Aside from being bad policy, Medicaid work requirements are also legally dubious.  State requests to alter Medicaid may only be granted if they promote the underlying objectives of the program.  The core objective of Medicaid is to extend medical assistance to the needy.  There’s no obvious way that denying medical assistance to people who are out of work furthers that objective.

To shoehorn work requirements within the scope of Medicaid’s purpose, the Trump administration points to the supposed health benefits from employment.  As others have noted, there is scant evidence to back this claim up.  To make its case, the administration points out that “higher earnings are positively correlated with longer lifespan.”  Yes, the rich live longer than the poor.  It’s hard to see how making it more difficult for the poor to get health insurance will narrow that lifespan gap.

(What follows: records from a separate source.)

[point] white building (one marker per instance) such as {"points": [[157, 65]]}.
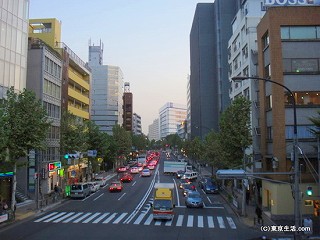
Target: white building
{"points": [[13, 45], [154, 130], [136, 124], [170, 115], [107, 91], [242, 53]]}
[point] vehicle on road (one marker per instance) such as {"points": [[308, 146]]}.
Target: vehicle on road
{"points": [[194, 199], [145, 172], [115, 186], [94, 186], [163, 201], [79, 190], [126, 177]]}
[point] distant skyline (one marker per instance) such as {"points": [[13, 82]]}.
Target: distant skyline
{"points": [[147, 39]]}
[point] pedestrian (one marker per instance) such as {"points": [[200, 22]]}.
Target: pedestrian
{"points": [[259, 214]]}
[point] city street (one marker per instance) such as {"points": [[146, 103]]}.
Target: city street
{"points": [[127, 215]]}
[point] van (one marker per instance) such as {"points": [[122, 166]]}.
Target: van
{"points": [[190, 175], [80, 190]]}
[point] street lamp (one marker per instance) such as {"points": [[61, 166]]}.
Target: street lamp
{"points": [[295, 144]]}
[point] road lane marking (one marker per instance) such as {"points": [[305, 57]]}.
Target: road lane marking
{"points": [[63, 217], [190, 221], [179, 221], [231, 223], [210, 222], [82, 217], [98, 197], [90, 218], [200, 221], [54, 217], [221, 222], [73, 217], [120, 218], [45, 217], [110, 218], [101, 217]]}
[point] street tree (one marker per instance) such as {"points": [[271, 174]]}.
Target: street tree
{"points": [[235, 131], [24, 126]]}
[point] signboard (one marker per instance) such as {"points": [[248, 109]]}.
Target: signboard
{"points": [[292, 2], [54, 166]]}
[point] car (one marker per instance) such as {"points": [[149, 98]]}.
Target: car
{"points": [[145, 172], [121, 169], [194, 199], [134, 170], [127, 177], [115, 186], [179, 173], [188, 188], [94, 186]]}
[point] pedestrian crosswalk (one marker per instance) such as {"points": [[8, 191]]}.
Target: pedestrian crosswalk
{"points": [[180, 220]]}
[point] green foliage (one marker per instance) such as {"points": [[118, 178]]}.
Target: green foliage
{"points": [[24, 125]]}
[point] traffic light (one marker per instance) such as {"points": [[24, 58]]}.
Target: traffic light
{"points": [[309, 191]]}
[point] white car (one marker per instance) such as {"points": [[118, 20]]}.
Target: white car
{"points": [[94, 186]]}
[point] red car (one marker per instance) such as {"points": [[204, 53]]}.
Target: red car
{"points": [[115, 186], [126, 177]]}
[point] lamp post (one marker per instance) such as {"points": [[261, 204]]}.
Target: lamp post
{"points": [[295, 159]]}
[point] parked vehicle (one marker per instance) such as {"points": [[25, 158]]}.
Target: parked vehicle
{"points": [[194, 199], [80, 190], [145, 172], [126, 177], [115, 186], [163, 201], [94, 186]]}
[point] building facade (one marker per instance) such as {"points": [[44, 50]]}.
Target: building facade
{"points": [[209, 84], [76, 74], [136, 124], [289, 54], [170, 115], [107, 91], [154, 130]]}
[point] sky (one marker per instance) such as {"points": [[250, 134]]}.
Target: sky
{"points": [[147, 39]]}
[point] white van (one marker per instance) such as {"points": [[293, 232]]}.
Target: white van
{"points": [[80, 190], [190, 175]]}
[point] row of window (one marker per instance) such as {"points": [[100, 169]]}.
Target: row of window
{"points": [[52, 110], [300, 32], [52, 68], [52, 89]]}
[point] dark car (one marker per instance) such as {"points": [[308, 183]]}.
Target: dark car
{"points": [[194, 199]]}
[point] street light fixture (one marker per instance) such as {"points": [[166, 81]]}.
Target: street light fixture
{"points": [[297, 220]]}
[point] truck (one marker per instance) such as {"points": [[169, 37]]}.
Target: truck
{"points": [[171, 167], [163, 201]]}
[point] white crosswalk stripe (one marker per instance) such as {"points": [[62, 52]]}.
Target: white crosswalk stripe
{"points": [[199, 221]]}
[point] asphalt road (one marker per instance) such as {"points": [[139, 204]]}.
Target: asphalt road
{"points": [[127, 215]]}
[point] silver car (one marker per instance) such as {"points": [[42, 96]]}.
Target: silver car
{"points": [[194, 199]]}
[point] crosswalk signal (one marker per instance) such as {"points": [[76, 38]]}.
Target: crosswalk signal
{"points": [[309, 191]]}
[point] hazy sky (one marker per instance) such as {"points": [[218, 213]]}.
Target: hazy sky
{"points": [[147, 39]]}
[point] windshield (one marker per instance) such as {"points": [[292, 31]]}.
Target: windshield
{"points": [[162, 205]]}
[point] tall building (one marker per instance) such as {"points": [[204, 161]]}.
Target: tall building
{"points": [[107, 91], [243, 60], [136, 124], [76, 75], [209, 83], [127, 108], [13, 45], [13, 61], [170, 115], [154, 130], [44, 77], [289, 54]]}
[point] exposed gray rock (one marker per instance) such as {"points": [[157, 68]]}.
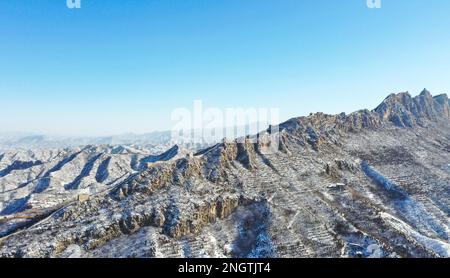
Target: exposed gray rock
{"points": [[369, 184]]}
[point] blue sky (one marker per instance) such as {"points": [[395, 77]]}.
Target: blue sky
{"points": [[122, 66]]}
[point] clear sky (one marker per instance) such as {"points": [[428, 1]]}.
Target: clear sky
{"points": [[121, 66]]}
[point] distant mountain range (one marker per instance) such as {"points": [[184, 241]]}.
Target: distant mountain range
{"points": [[373, 183]]}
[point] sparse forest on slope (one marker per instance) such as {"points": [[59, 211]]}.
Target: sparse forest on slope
{"points": [[369, 184]]}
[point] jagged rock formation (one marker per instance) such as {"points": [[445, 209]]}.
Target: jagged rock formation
{"points": [[369, 184]]}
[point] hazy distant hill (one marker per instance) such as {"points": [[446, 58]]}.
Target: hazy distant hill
{"points": [[368, 184]]}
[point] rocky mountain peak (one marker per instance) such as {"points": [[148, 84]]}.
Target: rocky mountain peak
{"points": [[406, 111]]}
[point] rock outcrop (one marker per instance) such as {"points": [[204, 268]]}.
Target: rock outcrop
{"points": [[368, 184]]}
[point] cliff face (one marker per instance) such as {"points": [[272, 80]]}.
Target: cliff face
{"points": [[369, 184], [406, 111]]}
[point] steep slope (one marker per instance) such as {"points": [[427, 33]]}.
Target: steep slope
{"points": [[369, 184]]}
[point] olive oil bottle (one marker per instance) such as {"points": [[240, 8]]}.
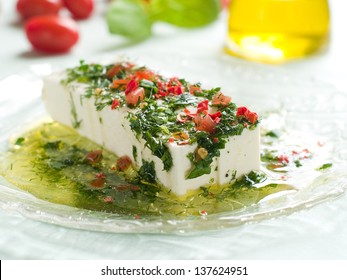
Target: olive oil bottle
{"points": [[275, 31]]}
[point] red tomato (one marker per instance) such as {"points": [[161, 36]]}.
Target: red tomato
{"points": [[50, 33], [30, 8], [204, 123], [80, 9], [135, 96], [221, 99]]}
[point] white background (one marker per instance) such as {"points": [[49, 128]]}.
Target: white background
{"points": [[324, 234]]}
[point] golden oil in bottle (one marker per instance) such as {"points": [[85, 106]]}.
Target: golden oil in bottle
{"points": [[275, 31]]}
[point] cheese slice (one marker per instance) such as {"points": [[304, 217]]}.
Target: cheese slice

The administration also points to data showing a link between depression and unemployment.  But the causation runs in both directions:  Some people are depressed because they aren’t working.  Others are out of work because depression prevents them from working.  It also seems likely that depression among the unemployed would only deepen after losing access to Medicaid coverage for mental health treatment.

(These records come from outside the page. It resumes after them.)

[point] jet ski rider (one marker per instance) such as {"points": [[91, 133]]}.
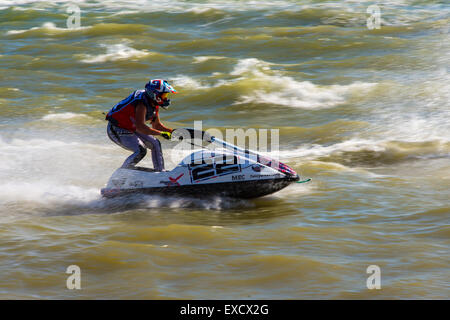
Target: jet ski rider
{"points": [[127, 126]]}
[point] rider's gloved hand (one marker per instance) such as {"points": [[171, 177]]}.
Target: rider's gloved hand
{"points": [[166, 135]]}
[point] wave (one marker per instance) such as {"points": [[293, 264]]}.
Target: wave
{"points": [[289, 92], [63, 116], [46, 27], [116, 52], [357, 152]]}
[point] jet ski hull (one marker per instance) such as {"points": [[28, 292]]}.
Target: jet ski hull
{"points": [[239, 189]]}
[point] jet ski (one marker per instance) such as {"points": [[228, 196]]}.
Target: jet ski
{"points": [[231, 172]]}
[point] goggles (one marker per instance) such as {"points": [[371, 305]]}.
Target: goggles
{"points": [[164, 95]]}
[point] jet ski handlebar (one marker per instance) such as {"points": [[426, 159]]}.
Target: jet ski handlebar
{"points": [[193, 136]]}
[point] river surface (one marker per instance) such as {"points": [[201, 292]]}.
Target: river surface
{"points": [[363, 112]]}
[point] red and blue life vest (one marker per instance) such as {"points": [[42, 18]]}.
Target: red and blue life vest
{"points": [[123, 114]]}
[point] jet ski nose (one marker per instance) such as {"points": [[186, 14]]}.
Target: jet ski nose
{"points": [[292, 177]]}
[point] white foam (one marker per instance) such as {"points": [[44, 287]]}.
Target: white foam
{"points": [[45, 192], [286, 91], [189, 82], [116, 52], [49, 26], [63, 116], [201, 59]]}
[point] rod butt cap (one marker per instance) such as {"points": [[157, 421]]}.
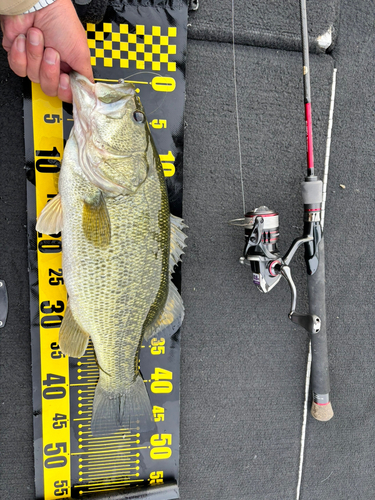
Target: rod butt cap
{"points": [[322, 412]]}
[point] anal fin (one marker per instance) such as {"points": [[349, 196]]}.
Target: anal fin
{"points": [[50, 220], [73, 339], [171, 317]]}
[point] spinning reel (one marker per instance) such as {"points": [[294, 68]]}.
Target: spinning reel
{"points": [[261, 253]]}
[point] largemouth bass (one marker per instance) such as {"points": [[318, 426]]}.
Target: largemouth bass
{"points": [[120, 246]]}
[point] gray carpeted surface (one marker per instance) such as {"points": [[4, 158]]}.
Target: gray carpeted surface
{"points": [[243, 362]]}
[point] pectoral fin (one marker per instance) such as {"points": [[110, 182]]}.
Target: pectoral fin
{"points": [[95, 220], [177, 241], [50, 220], [73, 339]]}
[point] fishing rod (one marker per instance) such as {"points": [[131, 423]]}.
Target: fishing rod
{"points": [[268, 266]]}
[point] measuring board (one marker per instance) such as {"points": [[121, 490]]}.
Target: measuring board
{"points": [[147, 47]]}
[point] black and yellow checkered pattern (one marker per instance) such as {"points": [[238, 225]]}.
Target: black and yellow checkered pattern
{"points": [[109, 43]]}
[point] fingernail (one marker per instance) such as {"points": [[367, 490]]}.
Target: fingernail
{"points": [[21, 43], [50, 56], [64, 81], [34, 38]]}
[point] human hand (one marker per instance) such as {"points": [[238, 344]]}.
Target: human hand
{"points": [[46, 45]]}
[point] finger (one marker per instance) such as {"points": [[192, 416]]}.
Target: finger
{"points": [[64, 90], [17, 56], [34, 52], [12, 26], [50, 72]]}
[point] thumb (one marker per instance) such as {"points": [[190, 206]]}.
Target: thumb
{"points": [[12, 26]]}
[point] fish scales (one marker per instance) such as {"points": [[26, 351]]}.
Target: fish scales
{"points": [[118, 252], [113, 288]]}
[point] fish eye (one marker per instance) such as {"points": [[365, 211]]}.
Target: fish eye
{"points": [[139, 117]]}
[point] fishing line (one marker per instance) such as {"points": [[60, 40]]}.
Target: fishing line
{"points": [[309, 357], [237, 113]]}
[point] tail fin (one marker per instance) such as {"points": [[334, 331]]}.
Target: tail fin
{"points": [[112, 412]]}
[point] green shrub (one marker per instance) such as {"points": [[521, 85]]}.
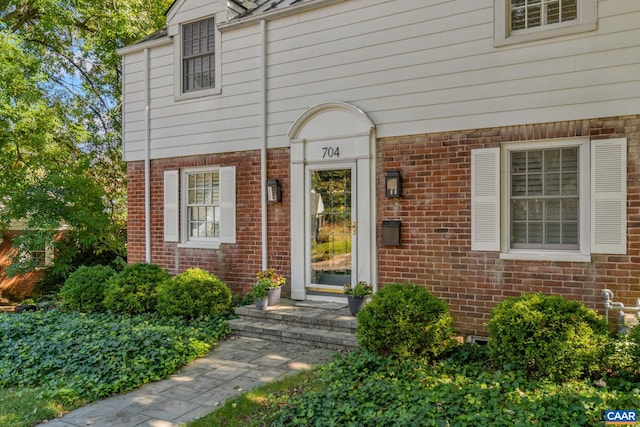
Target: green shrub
{"points": [[547, 336], [405, 319], [80, 357], [628, 353], [192, 294], [135, 289], [84, 289]]}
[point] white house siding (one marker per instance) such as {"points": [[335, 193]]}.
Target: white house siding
{"points": [[425, 66], [414, 66]]}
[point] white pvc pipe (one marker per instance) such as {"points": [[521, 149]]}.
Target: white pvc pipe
{"points": [[263, 148], [147, 159]]}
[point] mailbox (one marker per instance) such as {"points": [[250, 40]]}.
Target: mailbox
{"points": [[391, 232]]}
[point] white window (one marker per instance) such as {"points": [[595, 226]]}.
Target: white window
{"points": [[518, 21], [197, 69], [201, 212], [553, 200], [198, 55], [37, 258]]}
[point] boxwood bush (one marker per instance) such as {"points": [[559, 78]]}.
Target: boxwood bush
{"points": [[192, 294], [83, 290], [135, 289], [405, 320], [547, 337]]}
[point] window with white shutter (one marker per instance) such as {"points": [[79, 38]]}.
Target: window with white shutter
{"points": [[201, 211], [556, 200]]}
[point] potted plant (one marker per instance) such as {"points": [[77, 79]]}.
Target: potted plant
{"points": [[259, 292], [356, 295], [273, 283]]}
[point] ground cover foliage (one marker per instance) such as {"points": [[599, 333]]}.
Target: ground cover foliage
{"points": [[365, 389], [68, 358], [534, 375]]}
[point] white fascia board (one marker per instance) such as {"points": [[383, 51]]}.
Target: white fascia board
{"points": [[276, 13], [144, 45]]}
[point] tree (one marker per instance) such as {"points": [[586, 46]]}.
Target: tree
{"points": [[60, 120]]}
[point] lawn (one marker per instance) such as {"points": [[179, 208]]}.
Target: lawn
{"points": [[53, 361]]}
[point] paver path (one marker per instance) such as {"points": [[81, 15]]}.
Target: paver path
{"points": [[234, 366]]}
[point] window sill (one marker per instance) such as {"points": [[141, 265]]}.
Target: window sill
{"points": [[200, 245], [546, 256], [184, 96], [541, 34]]}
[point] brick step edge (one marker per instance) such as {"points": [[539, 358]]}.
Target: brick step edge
{"points": [[272, 331], [347, 325]]}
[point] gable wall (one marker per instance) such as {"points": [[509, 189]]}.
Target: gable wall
{"points": [[414, 66]]}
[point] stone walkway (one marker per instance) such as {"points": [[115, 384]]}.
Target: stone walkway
{"points": [[234, 366]]}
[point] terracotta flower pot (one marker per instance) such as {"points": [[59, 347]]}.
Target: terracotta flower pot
{"points": [[273, 295], [262, 303]]}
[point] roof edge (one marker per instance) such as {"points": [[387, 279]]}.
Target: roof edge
{"points": [[145, 44], [277, 13]]}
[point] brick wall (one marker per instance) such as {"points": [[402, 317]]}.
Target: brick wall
{"points": [[435, 212], [236, 264], [18, 287]]}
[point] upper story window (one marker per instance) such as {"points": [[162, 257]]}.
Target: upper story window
{"points": [[527, 14], [198, 55], [518, 21]]}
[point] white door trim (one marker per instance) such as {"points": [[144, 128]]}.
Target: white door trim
{"points": [[333, 133]]}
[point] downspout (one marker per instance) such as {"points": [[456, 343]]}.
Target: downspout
{"points": [[263, 148], [147, 161]]}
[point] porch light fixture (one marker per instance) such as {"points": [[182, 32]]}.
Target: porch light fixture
{"points": [[274, 191], [393, 184]]}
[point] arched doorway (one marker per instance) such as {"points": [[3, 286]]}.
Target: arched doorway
{"points": [[332, 201]]}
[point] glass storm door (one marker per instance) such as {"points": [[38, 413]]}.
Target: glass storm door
{"points": [[331, 229]]}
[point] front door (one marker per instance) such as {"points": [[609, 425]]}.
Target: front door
{"points": [[331, 228]]}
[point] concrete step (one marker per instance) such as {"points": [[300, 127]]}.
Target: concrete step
{"points": [[323, 325]]}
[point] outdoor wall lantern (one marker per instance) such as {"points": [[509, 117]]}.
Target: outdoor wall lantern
{"points": [[274, 191], [393, 184]]}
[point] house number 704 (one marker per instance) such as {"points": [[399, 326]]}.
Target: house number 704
{"points": [[330, 152]]}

This weak evidence matters to whether work requirements will be upheld in court.  In September 2016, the Department of Health and Human Services evaluated a work requirements request from Arizona and concluded that these requirements “undermine access to care and do not support the objectives of the program.”  The Congressional Research Service—Congress’s in-house think tank—also analyzed Medicaid work requirements and concluded that they were not clearly legal, and would depend on whether the agency could assemble sufficient evidence that these requirements promote Medicaid’s objectives.

Aside from the administration’s underwhelming health rationale, there’s another glaring legal problem: the administration and its allies in Congress effectively admitted last year that Medicaid doesn’t allow for work requirements.  As House Republicans tried in vain to cobble together a bill to repeal the Affordable Care Act last March, Speaker Paul Ryan introduced a manager’s amendment that would have allowed states to impose work requirements on Medicaid recipients.  The White House was fully on board with this legislation.  “The work requirements are important,” then-health secretary Tom Price said at the time.  Foreshadowing the administration’s new rationale, he argued that “it’s important for folks to have a job, that they contribute not just to society but they contribute to their own well-being.”

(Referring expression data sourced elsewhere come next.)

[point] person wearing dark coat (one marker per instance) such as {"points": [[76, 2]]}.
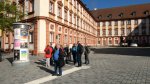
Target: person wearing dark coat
{"points": [[74, 53], [79, 53], [58, 60], [86, 53]]}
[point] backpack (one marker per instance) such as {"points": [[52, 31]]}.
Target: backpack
{"points": [[47, 51]]}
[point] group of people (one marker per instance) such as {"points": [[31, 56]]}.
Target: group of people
{"points": [[59, 56]]}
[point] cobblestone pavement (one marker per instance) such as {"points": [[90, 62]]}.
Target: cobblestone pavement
{"points": [[108, 66], [23, 73], [113, 66]]}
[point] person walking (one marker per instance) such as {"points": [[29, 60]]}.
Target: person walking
{"points": [[86, 53], [58, 60], [51, 59], [74, 53], [48, 54], [67, 53], [79, 53]]}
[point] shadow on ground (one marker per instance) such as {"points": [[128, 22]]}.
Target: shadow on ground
{"points": [[10, 59], [123, 51], [46, 70]]}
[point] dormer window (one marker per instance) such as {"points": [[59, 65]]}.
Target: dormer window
{"points": [[100, 16], [121, 14], [133, 13], [146, 12], [109, 16]]}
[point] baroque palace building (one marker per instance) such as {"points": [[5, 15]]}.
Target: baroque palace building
{"points": [[58, 21], [130, 22], [68, 21]]}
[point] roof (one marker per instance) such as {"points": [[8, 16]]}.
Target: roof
{"points": [[127, 12]]}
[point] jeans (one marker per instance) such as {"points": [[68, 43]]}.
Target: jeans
{"points": [[58, 70]]}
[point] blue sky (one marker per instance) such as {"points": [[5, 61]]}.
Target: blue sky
{"points": [[91, 4]]}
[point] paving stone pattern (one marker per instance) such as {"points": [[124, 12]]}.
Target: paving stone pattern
{"points": [[108, 66], [113, 68]]}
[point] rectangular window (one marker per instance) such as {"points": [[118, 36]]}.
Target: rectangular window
{"points": [[135, 22], [116, 23], [77, 21], [51, 7], [51, 37], [66, 39], [122, 22], [31, 5], [59, 11], [143, 21], [110, 32], [74, 19], [65, 15], [75, 40], [136, 31], [59, 38], [143, 31], [70, 17], [104, 32], [31, 37], [122, 31], [128, 31], [110, 41], [70, 40], [116, 31], [128, 22]]}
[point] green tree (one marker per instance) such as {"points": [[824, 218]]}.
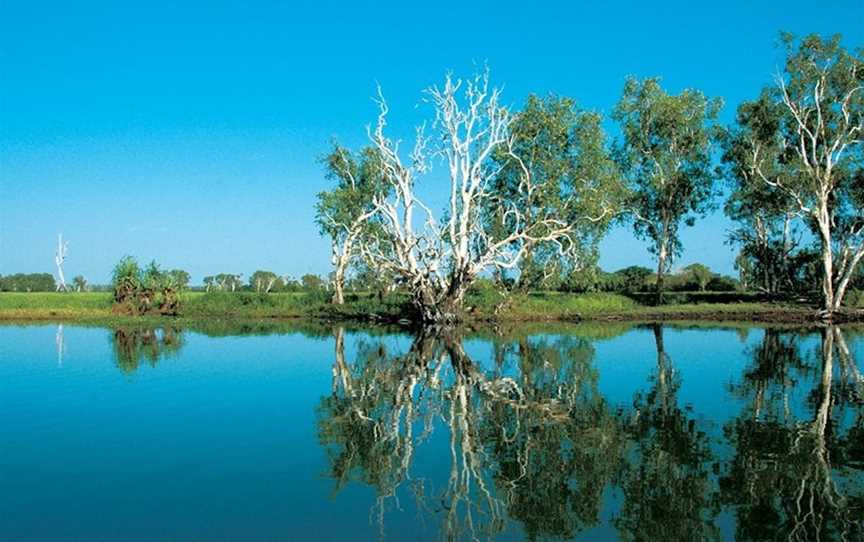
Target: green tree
{"points": [[225, 282], [347, 212], [28, 282], [633, 278], [700, 274], [179, 277], [311, 283], [807, 150], [665, 156], [265, 281], [766, 236], [79, 283], [564, 150]]}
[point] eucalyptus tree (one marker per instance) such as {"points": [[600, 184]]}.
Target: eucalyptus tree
{"points": [[700, 273], [59, 260], [345, 213], [665, 157], [808, 151], [767, 234], [438, 261], [79, 283], [179, 277], [794, 471], [265, 281], [564, 150]]}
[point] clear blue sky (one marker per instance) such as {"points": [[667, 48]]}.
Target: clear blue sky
{"points": [[190, 133]]}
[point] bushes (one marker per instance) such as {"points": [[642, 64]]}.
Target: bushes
{"points": [[147, 291], [28, 282]]}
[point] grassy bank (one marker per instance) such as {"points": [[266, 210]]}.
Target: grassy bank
{"points": [[485, 306]]}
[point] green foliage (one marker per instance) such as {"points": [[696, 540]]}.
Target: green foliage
{"points": [[79, 283], [144, 291], [700, 274], [28, 282], [266, 282], [564, 150], [223, 282], [794, 158], [665, 156], [180, 278]]}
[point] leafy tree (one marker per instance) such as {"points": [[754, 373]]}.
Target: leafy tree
{"points": [[633, 278], [564, 151], [79, 283], [311, 282], [801, 143], [180, 277], [665, 156], [224, 282], [439, 260], [700, 274], [28, 282], [347, 212], [141, 291], [265, 281]]}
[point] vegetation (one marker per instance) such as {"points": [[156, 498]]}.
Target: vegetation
{"points": [[531, 192], [144, 291], [28, 282], [666, 158]]}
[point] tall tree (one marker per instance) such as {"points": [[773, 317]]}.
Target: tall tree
{"points": [[700, 273], [59, 259], [345, 213], [665, 157], [813, 154], [79, 283], [438, 261], [565, 151], [766, 235]]}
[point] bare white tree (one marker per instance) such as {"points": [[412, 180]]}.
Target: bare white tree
{"points": [[439, 260], [821, 139], [59, 258]]}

The bill was never able to rally enough support to pass the House.  But the fact that both House leadership and the Trump administration felt that the law governing Medicaid needed to be amended in order to allow for work requirements necessarily implies that the law as written does not support these requirements.  The Supreme Court has said that when interpreting laws, there is a “general presumption” that “when Congress alters the words of a statute, it must intend to change the statute’s meaning.”  If work requirements were already consistent with the purpose of Medicaid, then congressional leadership wouldn’t have needed to bother offering an amendment at all.

Others have determined that Medicaid work requirements could be legally problematic, too. Senate Democrats sent a letter to the Department of Health and Human Services arguing that work requirements are illegal—an argument that will likely be picked up by several advocacy groups contemplating bringing lawsuits.

These legal flaws may ultimately take down Medicaid work requirements.  And if they do, Kentucky governor Matt Bevin has threatened to throw 480,000 people off of Medicaid by ending his state’s expansion entirely.  It’s a good synthesis of modern conservative thought: If you can’t use the safety net to breed hostility toward the poor and over-regulate their lives, then what’s the point?